LIU Bao1,2, DONG Minggang1,2, JING Chao1,2   

  1. 1. College of Information Science and Engineering, Guilin University of Technology, Guilin Guangxi 541004, China;
    2. Guangxi Key Laboratory of Embedded Technology and Intelligent System(Guilin University of Technology), Guilin Guangxi 541004, China
  • Received:2018-01-29 Revised:2018-03-14 Online:2018-08-10 Published:2018-08-11
  • Supported by:
    This work is partially supported by the National Natural Science Foundation of China (61563012,61203109), Guangxi Natural Science Foundation (2014GXNSFAA118371, 2015GXNSFBA139260), Guangxi Key Laboratory of Embedded Technology and Intelligent System Foundation.


刘宝1,2, 董明刚1,2, 敬超1,2   

  1. 1. 桂林理工大学 信息科学与工程学院, 广西 桂林 541004;
    2. 广西嵌入式技术与智能系统重点实验室(桂林理工大学), 广西 桂林 541004
  • 通讯作者: 董明刚
  • 作者简介:刘宝(1986-),男,安徽六安人,硕士研究生,主要研究方向:智能计算;董明刚(1977-),男,湖北安陆人,教授,博士,CCF会员,主要研究方向:智能计算、机器学习;敬超(1983-),男,河南长葛人,讲师,博士,主要研究方向:云数据中心能耗管理。
  • 基金资助:

Abstract: Focusing on the slow convergence and the poor uniformity of multi-objective differential evolution algorithms when solving multi-objective optimization problems, a Multi-Objective Differential Evolution algorithm with Improved Ranking-based Mutation (MODE-IRM) was proposed.

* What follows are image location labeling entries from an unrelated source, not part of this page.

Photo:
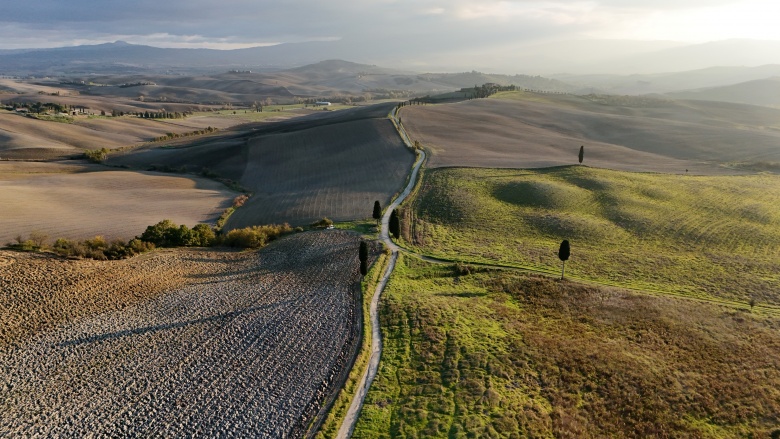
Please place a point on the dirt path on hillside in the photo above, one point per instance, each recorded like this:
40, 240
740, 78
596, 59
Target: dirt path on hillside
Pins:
348, 425
247, 349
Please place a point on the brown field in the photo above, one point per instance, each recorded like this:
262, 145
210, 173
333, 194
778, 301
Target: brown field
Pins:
527, 130
80, 201
334, 164
175, 343
32, 139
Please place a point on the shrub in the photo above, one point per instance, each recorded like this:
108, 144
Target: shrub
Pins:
138, 246
203, 236
96, 155
323, 223
255, 236
240, 200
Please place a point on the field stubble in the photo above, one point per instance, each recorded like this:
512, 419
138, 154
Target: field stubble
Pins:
699, 236
246, 345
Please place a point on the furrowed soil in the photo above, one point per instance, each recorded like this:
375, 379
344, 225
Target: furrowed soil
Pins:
218, 344
330, 164
472, 353
529, 130
27, 138
76, 201
701, 236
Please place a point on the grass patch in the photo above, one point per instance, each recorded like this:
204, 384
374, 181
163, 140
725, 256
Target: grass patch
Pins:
335, 418
366, 228
706, 237
500, 354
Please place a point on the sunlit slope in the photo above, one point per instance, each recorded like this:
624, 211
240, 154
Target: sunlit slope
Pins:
701, 236
500, 354
522, 129
79, 201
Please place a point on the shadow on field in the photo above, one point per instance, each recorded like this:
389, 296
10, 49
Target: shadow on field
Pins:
220, 318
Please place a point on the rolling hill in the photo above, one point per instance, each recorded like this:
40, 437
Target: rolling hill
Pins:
328, 164
759, 92
522, 130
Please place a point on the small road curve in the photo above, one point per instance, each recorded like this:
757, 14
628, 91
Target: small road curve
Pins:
348, 425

The optimal individual involved in the mutation was used as the base vector, which accelerated the resolving speed of the ranking-based mutation operator. In addition, a strategy of opposition-based parameter was adopted to dynamically adjust the values of parameters in different optimization stages, so the convergence rate was further accelerated. Finally, an improved crowding distance calculation formula was introduced in the sort operation, which improved the uniformity of solutions. Simulation experiments were conducted on the standard multi-objective optimization problems including ZDTl-ZDT4, ZDT6 and DTLZ6-DTLZ7. MODE-IRM's overall performance was much better than MODE-RMO and other three algorithms of the PlatEMO including MOEA/D-DE (Multiobjective Evolutionary Algorithm based on Decomposition with Differential Evolution), RM-MEDA (Regularity Model-based Multi-objective Estimation of Distribution Algorithm) and IM-MOEA (Inverse Modeling Multi-objective Evolutionary Algorithm). Moreover, in terms of the performance metrics including GD (Generational Distance), IGD (Inverted Generational Distance) and SP (Spacing), the mean and variance of MODE-IRM on all problems were significantly less than those of MODE-RMO. The simulation results show that MODE-IRM has better performance in convergence and uniformity.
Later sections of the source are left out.